There’s a method to control how much THC you consume if you’re trying to reduce your appetite. The quantities of CBD and THC in various items sold at state-licensed dispensaries are laboratory-tested and labeled, according to Patel. “You must determine an appropriate quantity of THC for yourself,” she added. “You want to find the balance between the amount that delivers you the desired results without giving you the munchies.”
Why Does Marijuana Make You Hungry?
When it comes to why does marijuana make you hungry, there are a number of bodily systems that interact with cannabis and offer reasons for this. This is due to the many cannabinoids in cannabis, which influence the brain. When our bodies are full, neurons in our brains send waiting messages telling us we’re full, but when we smoke marijuana, those neurons begin to operate in reverse and encourage hunger rather than preventing overindulging. THC binds to natural cannabinoid receptors in our brain known as CB1s, which are found in the olfactory bulb. This is the portion of the brain that allows us to smell smells like food aromas and taste them. When we eat cannabis, our brains pay more attention to odors and tastes, increasing those emotions while also making things appear and smell a lot better than they actually are, leading people to become ravenous when they get high.
When you smoke marijuana, the amount of THC in your brain rises. Dopamine is also boosted as a result of cannabis use, and inhibitions are reduced. This is why we make odd meal decisions when high; our inhibitions lessen, which is why we look at almost every cuisine when high and persuade ourselves to eat it. It also encourages us to overeat, which we always regret later on.

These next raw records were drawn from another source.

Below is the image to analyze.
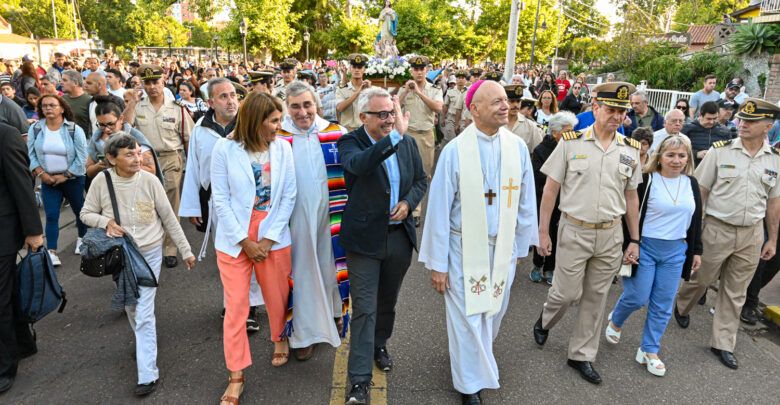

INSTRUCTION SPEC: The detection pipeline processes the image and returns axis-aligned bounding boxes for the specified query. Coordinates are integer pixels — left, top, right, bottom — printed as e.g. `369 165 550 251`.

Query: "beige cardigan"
80 169 193 259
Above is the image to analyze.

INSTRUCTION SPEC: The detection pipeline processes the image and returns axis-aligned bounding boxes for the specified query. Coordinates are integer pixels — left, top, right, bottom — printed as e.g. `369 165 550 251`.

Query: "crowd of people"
0 53 780 405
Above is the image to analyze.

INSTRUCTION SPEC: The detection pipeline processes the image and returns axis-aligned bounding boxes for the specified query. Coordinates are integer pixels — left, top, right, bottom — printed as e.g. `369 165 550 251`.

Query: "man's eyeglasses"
98 121 118 129
364 110 395 120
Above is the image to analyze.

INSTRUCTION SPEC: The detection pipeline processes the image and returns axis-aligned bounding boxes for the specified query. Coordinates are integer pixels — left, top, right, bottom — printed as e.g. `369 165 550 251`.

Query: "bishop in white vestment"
419 82 538 404
277 81 345 360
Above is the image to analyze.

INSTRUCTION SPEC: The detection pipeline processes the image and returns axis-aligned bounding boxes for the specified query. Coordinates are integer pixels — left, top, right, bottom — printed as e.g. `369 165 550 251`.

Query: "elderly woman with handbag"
605 135 702 377
211 92 297 405
81 132 195 396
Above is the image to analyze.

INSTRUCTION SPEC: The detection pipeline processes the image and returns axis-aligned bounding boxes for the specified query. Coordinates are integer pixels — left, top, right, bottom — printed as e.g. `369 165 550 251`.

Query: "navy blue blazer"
338 126 428 257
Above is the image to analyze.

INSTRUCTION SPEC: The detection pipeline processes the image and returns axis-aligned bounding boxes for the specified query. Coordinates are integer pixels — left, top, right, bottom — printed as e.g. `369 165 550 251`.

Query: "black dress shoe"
566 359 601 384
739 305 758 325
0 377 14 392
674 305 691 328
534 314 550 346
460 391 482 405
710 347 739 370
374 346 393 371
133 379 160 397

Cannabis also activates the ghrelin in our brain, which signals our brain that we’re hungry and tells us to start looking for food. The POMC neurons are another area of the brain that THC affects to stimulate hunger. The hypothalamus is a portion of the brain that regulates hunger, thirst, body temperature, sleep cycles, and circadian rhythms via communication between the nervous system and endocrine system. The hypothalamic pro-opiomelanocortin nerve (POMC) is a neuropeptide that induces satiety when cannabis is smoked and subsequently interacts with the sensation of hunger. Instead of triggering a hormone that makes people feel full, it begins to generate another hormone that stimulates appetite, forcing the brain to tell the body to be hungry when it doesn’t need to be.

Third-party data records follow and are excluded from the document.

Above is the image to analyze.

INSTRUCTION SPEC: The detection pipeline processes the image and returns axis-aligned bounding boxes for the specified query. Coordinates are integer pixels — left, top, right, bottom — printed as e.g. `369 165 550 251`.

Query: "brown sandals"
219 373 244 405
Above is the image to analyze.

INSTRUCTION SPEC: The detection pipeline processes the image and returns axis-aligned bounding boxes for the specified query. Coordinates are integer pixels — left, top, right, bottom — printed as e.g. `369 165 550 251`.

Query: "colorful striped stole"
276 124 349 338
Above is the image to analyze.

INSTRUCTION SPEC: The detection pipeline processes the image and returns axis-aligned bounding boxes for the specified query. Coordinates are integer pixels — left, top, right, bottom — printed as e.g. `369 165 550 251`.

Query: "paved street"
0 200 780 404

There is no such thing as a one-size-fits-all solution for cannabis and weight loss. Long-term cannabis use, on the other hand, may reduce obesity rates in the general population. “We still have a long way to go to figure out best practices for optimizing cannabis use for anorexia/cachexia and weight management,” said Dr. Bone, “but given how well things have gone so far, it shouldn’t be difficult to believe that there will be cannabinoid treatments for enhanced hunger and weight gain as well as those promoted to help you lose weight.”